Effect Of Medicine On Post Traumatic Stress Disorder

Treating Post Traumatic Stress Disorder isn't easy. Anti-depressants and sleeping pills can help, but often they’re only treating the symptoms and not the illness itself.

So scientists at Oregon Health and Science University are starting a new study -- to find out if alternative therapies -- like meditation -- can help.

But as Kristian Foden-Vencil reports, there’s a problem. Researchers are having difficulty getting PTSD sufferers to sign up for their study.




Doctor Helane Wahbeh has set up a test where a series of violent images are shown to someone suffering from Post Traumatic Stress Disorder. Her hope is that recording the subject's brain activity, heart rate and breathing, will show exactly how that person reacts under stress. She then shows them how to relax and avoid a stress reaction with breathing and meditation exercises.

Wahbeh: "So we can give them a questionnaire to see if their symptoms improve. But we want to be able to see how it’s changing their body, And so by knowing exactly how people with PTSD are different in their body, we can see if that changes from the intervention."

But, says Wahbeh, asking people  who're wrestling with PTSD to undergo a stressful test, hasn't exactly had them  streaming into her office.

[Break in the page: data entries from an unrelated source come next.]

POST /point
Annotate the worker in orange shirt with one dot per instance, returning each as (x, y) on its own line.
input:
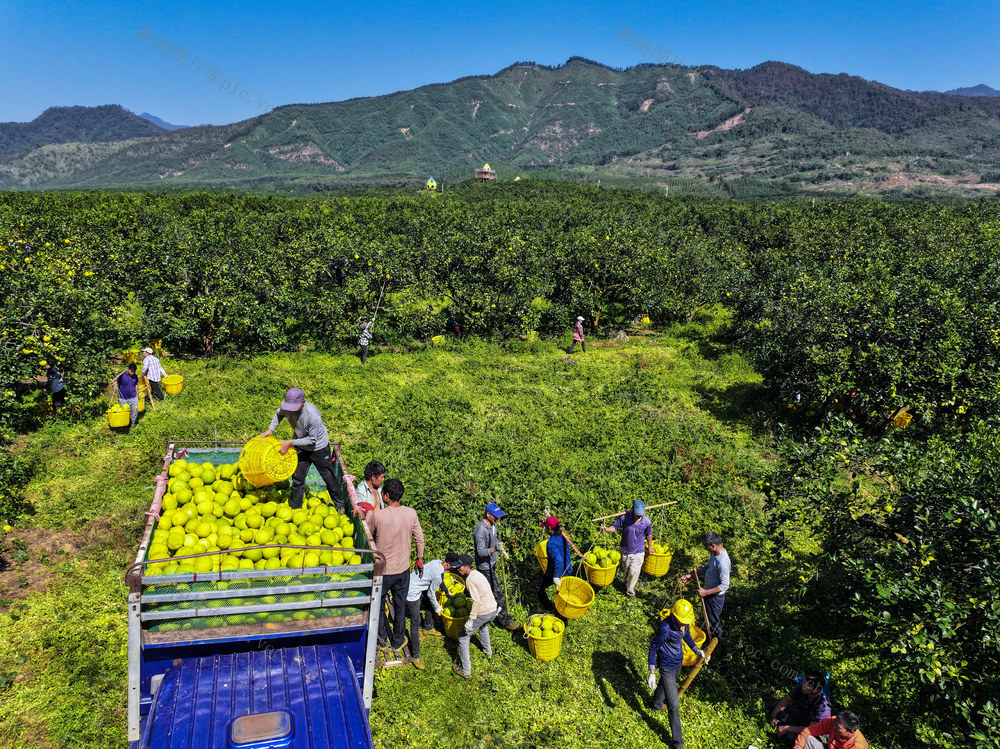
(841, 731)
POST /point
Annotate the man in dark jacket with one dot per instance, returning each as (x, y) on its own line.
(666, 651)
(559, 563)
(487, 545)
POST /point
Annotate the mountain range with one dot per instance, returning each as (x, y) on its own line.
(651, 125)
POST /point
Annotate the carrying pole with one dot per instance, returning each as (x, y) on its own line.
(619, 514)
(704, 609)
(697, 668)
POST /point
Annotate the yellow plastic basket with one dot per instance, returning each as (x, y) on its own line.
(574, 597)
(453, 625)
(449, 577)
(698, 635)
(600, 575)
(541, 555)
(657, 564)
(262, 463)
(543, 648)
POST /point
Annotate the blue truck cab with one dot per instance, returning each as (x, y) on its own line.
(251, 659)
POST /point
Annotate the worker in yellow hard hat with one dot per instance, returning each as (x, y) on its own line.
(666, 651)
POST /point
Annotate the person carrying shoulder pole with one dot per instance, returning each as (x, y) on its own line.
(715, 575)
(666, 652)
(578, 335)
(312, 443)
(637, 535)
(487, 544)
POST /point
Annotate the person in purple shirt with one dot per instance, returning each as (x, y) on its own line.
(127, 395)
(637, 534)
(806, 704)
(666, 651)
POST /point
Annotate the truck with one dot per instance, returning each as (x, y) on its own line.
(252, 658)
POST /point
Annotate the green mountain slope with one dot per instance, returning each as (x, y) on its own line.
(75, 124)
(774, 121)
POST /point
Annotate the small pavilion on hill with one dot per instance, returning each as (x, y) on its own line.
(486, 174)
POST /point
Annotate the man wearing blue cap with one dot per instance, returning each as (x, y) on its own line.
(311, 442)
(487, 545)
(637, 534)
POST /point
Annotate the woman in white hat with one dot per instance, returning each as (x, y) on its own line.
(578, 335)
(153, 371)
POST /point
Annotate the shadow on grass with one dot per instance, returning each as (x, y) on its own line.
(615, 674)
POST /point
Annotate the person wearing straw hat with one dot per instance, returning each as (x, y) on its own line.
(153, 371)
(367, 331)
(559, 562)
(666, 652)
(637, 536)
(484, 610)
(55, 385)
(715, 579)
(312, 443)
(127, 380)
(487, 544)
(578, 335)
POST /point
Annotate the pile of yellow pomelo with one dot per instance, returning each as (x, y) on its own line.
(210, 509)
(599, 557)
(456, 605)
(545, 626)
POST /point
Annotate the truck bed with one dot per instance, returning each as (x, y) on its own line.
(312, 691)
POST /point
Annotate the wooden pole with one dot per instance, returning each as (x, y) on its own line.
(696, 669)
(566, 536)
(652, 507)
(704, 609)
(147, 388)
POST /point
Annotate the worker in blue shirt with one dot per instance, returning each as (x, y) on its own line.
(559, 565)
(666, 651)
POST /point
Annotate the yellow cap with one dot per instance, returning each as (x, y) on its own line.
(683, 611)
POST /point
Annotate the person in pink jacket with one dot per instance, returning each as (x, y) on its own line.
(578, 336)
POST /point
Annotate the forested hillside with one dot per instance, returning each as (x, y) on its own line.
(659, 123)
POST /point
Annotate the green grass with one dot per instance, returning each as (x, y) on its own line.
(664, 419)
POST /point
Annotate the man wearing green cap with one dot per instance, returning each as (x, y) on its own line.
(637, 535)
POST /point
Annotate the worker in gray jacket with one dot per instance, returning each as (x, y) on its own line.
(311, 442)
(487, 545)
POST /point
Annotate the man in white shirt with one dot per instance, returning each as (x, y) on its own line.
(153, 371)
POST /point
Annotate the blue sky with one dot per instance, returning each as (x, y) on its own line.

Wahbeh: "Because people with PTSD often will avoid situations that might trigger their symptoms I think that they are shying away form this first study."

Foden-Vencil: "How are you going to overcome that?"

Wahbeh: "Well, I think reaching out to a greater population and I know that there are people with PTSD out there who are really committed to helping us learn more about exactly what is going on, so we can help them."

Another way to attract sufferers might be to have a reporter take the test – to show that it isn’t so bad.

Wahbeh: "This is going to measure your respiration."

Foden-Vencil: "Do you need me to take my shirt off or anything like that?"

Wahbeh: "No, you’re all good."

For the next 20 minutes Doctor Wahbeh attaches electrodes to my head, hands and chest. A blood pressure monitor goes on my finger and researchers play soothing tones to help me relax.

Then, a computer monitor flashes bloody pictures from bomb attacks, combat missions and car crashes.  It’s a grim showcase, but since I don't suffer from PTSD there are no severe reactions.

Terry Allen is a former Marine, who served in the Vietnam War. As a subject in the OHSU study, he saw the same images.  

Allen: "Some of them were a bit startling. But they were relatively mild, relative to the memories….Did it trigger any more nightmares? Not necessarily, they’re kind of random."

Allen says he volunteered so that soldiers in the future don't have to go through the PTSD he's wrestled with for the last 40 years.

Allen: "Without an outlet to discuss it with somebody or to try to work through it, it just sits and festers and you try to cover it up and it never really goes away."

But what makes Doctor Wahbeh and OHSU think that meditation can help someone who sufferes from PTSD?

Wahbeh: "The frontal part of people with PTSD’s brain is hypo-functioning, meaning it has less activation. And their emotional centers are increased in activation. What’s interesting is that studies in meditation show the opposite effect. And so we anticipate that doing meditation on a regular basis may be able to shift this pattern in people with PTSD and that’s why we’re running this study."

Wahbeh is Palestinian, and her family members have experienced more than their fair share of war. That's one of the reasons Wahbeh says she was drawn to this area of science. If she can find enough PTSD suffers to study, her results could be published in a couple of years.